Il contatto tra le due comunità potrebbe essere stato mediato in particolare dalle donne. I ricercatori hanno infatti scoperto che i DNA mitocondriali, ereditati per via materna, mostrassero una diversità genetica maggiore rispetto ai cromosomi Y, trasmessi per via paterna. La spiegazione potrebbe risiedere in uno spostamento delle donne tra diverse comunità.

“Penso che si possa dire che questa struttura sociale fosse quella prevalente tra i Neanderthal”, afferma il paleogenetista Carles Lalueza-Fox, direttore del Museo di Scienze Naturali di Barcellona. Circa 10 anni fa infatti il suo team di ricerca si è imbattuto in una situazione similare in una grotta spagnola. Una ipotesi che porta Lalueza-Fox a domandarsi se non siano state proprio le “donne migranti” dei Neanderthal a imbattersi e accoppiarsi con l’Homo sapiens in altre aree dell’Eurasia.
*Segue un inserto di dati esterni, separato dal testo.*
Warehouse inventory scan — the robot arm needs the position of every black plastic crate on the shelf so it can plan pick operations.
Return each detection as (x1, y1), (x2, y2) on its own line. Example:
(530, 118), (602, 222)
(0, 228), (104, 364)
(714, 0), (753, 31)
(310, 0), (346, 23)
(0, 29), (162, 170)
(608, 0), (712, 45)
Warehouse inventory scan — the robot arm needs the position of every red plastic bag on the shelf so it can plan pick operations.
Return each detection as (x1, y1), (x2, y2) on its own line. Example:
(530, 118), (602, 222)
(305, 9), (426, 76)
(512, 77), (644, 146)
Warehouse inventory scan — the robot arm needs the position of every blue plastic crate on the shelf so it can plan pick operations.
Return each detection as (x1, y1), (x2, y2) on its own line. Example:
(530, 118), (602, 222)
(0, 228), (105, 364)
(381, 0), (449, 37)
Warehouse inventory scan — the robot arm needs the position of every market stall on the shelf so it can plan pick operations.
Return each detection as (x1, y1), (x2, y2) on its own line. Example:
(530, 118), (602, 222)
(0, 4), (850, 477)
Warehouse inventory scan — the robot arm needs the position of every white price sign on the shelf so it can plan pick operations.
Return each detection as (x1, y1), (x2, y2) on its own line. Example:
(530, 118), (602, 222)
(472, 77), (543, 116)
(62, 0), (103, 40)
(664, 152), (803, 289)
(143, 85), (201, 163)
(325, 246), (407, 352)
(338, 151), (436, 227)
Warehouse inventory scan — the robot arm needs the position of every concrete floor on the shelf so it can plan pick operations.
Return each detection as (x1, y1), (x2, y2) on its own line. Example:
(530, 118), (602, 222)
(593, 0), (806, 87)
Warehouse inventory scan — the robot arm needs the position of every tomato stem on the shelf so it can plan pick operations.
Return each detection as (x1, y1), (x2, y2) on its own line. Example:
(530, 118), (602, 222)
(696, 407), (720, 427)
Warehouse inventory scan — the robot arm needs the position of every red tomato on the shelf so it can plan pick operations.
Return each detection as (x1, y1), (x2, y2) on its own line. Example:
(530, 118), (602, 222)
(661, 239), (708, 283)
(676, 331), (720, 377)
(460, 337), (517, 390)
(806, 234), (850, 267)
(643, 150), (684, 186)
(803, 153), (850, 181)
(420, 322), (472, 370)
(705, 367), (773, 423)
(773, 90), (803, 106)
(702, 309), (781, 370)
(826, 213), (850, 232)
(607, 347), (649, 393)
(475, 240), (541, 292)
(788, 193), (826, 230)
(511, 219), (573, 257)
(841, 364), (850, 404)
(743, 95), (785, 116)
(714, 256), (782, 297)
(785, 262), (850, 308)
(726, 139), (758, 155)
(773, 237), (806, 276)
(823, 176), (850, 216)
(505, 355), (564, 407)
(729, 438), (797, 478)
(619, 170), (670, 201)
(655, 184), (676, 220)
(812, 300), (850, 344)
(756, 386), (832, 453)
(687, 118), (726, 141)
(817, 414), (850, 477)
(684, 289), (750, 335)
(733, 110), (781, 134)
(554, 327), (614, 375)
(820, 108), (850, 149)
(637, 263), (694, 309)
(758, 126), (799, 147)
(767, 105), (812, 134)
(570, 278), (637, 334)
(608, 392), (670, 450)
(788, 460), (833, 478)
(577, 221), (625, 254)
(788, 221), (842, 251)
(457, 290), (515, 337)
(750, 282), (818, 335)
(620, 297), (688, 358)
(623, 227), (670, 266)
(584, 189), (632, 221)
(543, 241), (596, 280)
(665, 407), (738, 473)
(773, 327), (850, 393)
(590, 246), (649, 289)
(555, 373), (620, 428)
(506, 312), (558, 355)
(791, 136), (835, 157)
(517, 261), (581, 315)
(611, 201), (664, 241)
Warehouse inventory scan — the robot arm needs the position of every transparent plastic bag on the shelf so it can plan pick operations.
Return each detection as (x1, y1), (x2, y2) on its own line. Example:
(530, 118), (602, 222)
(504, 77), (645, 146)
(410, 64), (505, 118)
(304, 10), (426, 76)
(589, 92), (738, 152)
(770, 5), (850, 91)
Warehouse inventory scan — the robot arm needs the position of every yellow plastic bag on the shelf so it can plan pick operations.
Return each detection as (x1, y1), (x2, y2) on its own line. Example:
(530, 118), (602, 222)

Nessun legame con la grotta di Denisova

Le grotte di Chagyrskaya e Okladnikov si trovano a un centinaio di chilometri da quello che è considerato un tesoro dell’archeologia: la grotta di Denisova, sito che è divenuto testimonianza dell’incontro tra Neanderthal e Denisoviani. Qui i Neanderthal giunsero in un’epoca antecedente a quella stimata per gli abitanti delle due caverne, circa 120.000 anni fa.

Molto interessante è notare che il confronto del DNA Neanderthal estratto dalle grotte di Chagyrskaya e Okladnikov con quello estratto dai reperti di Denisova e di una grotta croata abitata dai Neanderthal nel medesimo periodo storico (circa 50.000 anni fa) abbia evidenziato una maggiore prossimità genetica delle due comunità di Chagyrskaya e Okladnikov con i Neanderthal europei che con quelli vissuti a Denisova.

Lo studio non finisce qui

La grotta di Chagyrskaya ha ancora tanto da raccontarci. Finora gli scavi hanno interessato soltanto un terzo della caverna e dei resti recuperati ne è stato sottoposto ad analisi soltanto un quarto. Il team spera dunque che futuri studi possano aiutare a costruire alberi genealogici più completi e chissà, magari a ritrovare i resti della mamma mancante nel quadretto familiare.